French startup Mistral AI has reportedly raised a record $113 million in seed funding.
The company, founded by artificial intelligence (AI) vets from Google and Meta, launched just weeks ago, the Financial Times reported Tuesday (June 13).
That report notes this was the largest-ever seed round recorded in Europe, underlining the way AI continues to attract investments even in the middle of a drop in dealmaking.
“There is a rising awareness of the fact that this technology is transformative and Europe needs to do something about it, both as a regulator, as a customer and an investor,” Arthur Mensch, Mistral’s chief executive and a former DeepMind researcher, told the FT.
Sources close to the company said the round valued Mistral at $259 million. PYMNTS has contacted the company for comment but has not yet received a response.
Antoine Moyroud, whose Lightspeed Venture Partners led the funding round, said the size and speed of Mistral’s financing is a measure of its founders’ skill-set.

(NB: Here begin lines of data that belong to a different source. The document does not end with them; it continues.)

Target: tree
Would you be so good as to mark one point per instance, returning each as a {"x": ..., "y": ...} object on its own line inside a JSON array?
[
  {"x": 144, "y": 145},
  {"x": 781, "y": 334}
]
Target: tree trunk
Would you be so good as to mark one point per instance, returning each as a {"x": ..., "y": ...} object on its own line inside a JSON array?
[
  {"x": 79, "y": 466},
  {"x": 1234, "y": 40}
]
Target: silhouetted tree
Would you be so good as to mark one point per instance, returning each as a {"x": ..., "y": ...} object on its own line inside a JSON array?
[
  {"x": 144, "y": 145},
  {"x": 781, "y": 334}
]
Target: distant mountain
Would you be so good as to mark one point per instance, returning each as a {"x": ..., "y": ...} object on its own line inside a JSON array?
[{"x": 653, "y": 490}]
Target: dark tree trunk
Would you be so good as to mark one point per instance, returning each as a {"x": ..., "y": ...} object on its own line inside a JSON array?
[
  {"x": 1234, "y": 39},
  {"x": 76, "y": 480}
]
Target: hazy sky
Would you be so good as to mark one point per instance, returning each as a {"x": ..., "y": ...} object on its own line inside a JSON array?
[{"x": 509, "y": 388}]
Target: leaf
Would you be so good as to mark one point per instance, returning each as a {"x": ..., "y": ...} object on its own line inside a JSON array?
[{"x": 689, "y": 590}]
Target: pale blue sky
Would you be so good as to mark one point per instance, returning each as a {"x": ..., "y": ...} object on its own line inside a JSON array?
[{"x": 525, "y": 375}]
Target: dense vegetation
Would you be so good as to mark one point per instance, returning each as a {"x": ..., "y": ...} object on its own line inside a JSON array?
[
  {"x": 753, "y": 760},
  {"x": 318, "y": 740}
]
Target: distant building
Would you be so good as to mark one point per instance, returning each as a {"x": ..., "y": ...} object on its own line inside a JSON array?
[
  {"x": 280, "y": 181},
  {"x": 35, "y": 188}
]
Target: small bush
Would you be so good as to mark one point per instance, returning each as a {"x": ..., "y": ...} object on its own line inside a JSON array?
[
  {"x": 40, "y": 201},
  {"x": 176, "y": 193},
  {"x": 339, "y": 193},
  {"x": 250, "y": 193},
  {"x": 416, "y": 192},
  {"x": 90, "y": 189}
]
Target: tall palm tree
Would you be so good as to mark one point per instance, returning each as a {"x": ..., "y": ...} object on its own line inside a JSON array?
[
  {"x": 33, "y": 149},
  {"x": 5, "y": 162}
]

“There’s a pool of 80 to 100 people globally who have the level of experience they have,” Moyroud said. “Right now, for better or for worse, the capital requirements in compute and top-tier talent make [launching an AI start-up] quite a capital-intensive game.”
The FT report notes that Mistral hasn’t yet developed its first product, with staff just starting to work days ago. The company intends to launch a new large language model (LLM) early next year, similar to OpenAI’s ChatGPT.
In an interview with PYMNTS published Wednesday (June 14), Jason Verlen, senior vice president of product management at CCC Intelligent Solutions Inc., said the potential of LLM has only just begun to be tapped.
“A lot of what’s being done with large language models can actually go much further — not just improving performance, but unlocking new business use-cases [and even new businesses],” said Verlen. “The possibilities inherent in AI for driving new horizons of efficiency and productivity in the macro environment are almost unbelievable.”
Verlen, whose company provides a cloud platform for the insurance and automotive industries, is enthusiastic about the potential for AI.
“This really is an exciting time,” Verlen told PYMNTS, adding that the business world has begun to leave behind the “Wave One” of AI platforms pre-trained using public data and while shifting into what he calls “Wave Two.”
“Wave Two is where organizations take control, using generative AI on their own in-house data to solve narrower problems with domain-specific, secure, and high-provenance data.”